The second choice we make in the info-metrics framework is constructing the constraints as stochastic. This is different than the classical maximum-entropy approach where the constraints must be perfectly satisfied. This is also different than classical approaches where the likelihood and functional forms must be perfectly specified. But there is no free lunch. To achieve this more generalized framework, which allows us to model and infer a larger class of problems, we must bear the cost of specifying the bounds on the uncertainty. These bounds are theoretically or empirically derived.

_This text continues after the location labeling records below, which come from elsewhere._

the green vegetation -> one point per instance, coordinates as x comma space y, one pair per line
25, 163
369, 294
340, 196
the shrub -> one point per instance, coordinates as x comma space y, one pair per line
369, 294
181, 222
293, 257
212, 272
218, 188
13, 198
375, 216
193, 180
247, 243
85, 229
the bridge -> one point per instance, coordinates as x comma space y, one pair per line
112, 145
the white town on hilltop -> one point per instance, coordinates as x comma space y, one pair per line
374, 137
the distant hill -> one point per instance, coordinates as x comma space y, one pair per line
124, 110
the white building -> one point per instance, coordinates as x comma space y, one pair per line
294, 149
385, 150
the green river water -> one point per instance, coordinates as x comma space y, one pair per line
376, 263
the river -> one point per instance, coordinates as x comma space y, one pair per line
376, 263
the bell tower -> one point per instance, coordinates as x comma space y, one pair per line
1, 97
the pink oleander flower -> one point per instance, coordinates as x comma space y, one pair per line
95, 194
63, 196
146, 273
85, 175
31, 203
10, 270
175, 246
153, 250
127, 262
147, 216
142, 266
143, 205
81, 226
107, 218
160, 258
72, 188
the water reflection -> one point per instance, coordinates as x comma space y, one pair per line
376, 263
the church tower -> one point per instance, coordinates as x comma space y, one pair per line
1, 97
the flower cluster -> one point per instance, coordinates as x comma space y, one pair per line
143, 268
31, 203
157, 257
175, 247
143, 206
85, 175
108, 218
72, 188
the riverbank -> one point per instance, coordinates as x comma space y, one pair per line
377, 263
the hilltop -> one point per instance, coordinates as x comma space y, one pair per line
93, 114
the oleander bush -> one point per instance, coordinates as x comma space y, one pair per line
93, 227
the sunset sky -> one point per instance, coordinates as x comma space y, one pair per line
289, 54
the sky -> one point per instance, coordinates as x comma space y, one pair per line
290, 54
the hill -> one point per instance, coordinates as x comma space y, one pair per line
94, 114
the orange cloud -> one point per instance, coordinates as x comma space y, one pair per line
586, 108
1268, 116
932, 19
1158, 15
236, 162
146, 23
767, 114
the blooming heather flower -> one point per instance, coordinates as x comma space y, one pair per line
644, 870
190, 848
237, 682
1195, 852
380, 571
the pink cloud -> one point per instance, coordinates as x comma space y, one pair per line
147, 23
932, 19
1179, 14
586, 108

But, regardless of that derivation, it implies that what we give up is the assurance that our solution is first-best; rather, it may be a second-best solution, a solution describing an approximate theory, or the evolution of a complex theory derived from a mix of different underlying elements and distributions. The benefit is that whenever we deal with insufficient and uncertain information, it allows us to account for all types of uncertainties and to handle ill-behaved data. It provides us with a way to make inferences even under much uncertainty and ill-behaved data. Out of all possible methods, it is the one that uses the least amount of information and therefore tends to produce the least biased inference.